We have a cheer for a U.S. federal court judge who handed wild horses in Idaho a great victory—ruling that the U.S. Bureau of Land Management (BLM) violated environmental laws in planning to sterilize a herd of wild horses in southwestern Idaho.

“This is another example of BLM’s ongoing attempt to manage wild horses in a zoo-like setting, taking away the very freedoms that have long made these horses a unique part of the western landscape,” commented Mike Harris, director of Friends of Animals’ Wildlife Law Program.

In January 2016, a group of advocates filed a lawsuit in the Idaho District Court against the BLM, charging that the agency’s plan to permanently sterilize the entire herd of wild horses in the nearly 100,000-acre Saylor Creek Herd Management Area violates the Wild Free-Roaming Horses and Burros Act of 1971 and the National Environmental Policy Act.

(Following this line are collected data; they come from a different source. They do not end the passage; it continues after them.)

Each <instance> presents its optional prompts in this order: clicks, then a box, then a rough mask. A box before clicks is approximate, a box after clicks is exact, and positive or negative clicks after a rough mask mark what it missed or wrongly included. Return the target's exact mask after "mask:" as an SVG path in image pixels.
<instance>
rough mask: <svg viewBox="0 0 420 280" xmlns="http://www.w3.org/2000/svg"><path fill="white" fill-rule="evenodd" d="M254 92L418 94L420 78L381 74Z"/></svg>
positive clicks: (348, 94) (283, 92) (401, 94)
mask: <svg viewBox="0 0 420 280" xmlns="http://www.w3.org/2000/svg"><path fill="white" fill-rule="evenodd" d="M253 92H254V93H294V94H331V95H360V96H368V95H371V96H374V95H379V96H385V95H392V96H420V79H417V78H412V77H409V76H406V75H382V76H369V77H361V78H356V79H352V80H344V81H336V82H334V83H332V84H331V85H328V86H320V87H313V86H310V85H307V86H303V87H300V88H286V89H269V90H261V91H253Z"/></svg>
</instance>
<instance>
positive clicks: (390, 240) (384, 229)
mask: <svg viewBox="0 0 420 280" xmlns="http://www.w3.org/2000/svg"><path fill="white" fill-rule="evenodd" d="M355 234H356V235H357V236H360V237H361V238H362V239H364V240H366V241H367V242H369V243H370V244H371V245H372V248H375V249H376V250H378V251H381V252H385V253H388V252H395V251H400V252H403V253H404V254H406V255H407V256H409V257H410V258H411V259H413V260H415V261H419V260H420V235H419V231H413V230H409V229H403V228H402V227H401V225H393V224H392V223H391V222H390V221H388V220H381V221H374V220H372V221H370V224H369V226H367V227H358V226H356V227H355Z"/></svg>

On Sept. 29, U.S. District Judge Edward Lodge noted, in his 44-page ruling, that the BLM failed to analyze the consequences of the action, and ordered the agency to reconsider its decision. “The BLM’s decision in this case is arbitrary and capricious because it did not consider the significant impacts its decision may have on the free-roaming nature of the herd nor explain why its decision is appropriate despite those impacts,” Lodge stated.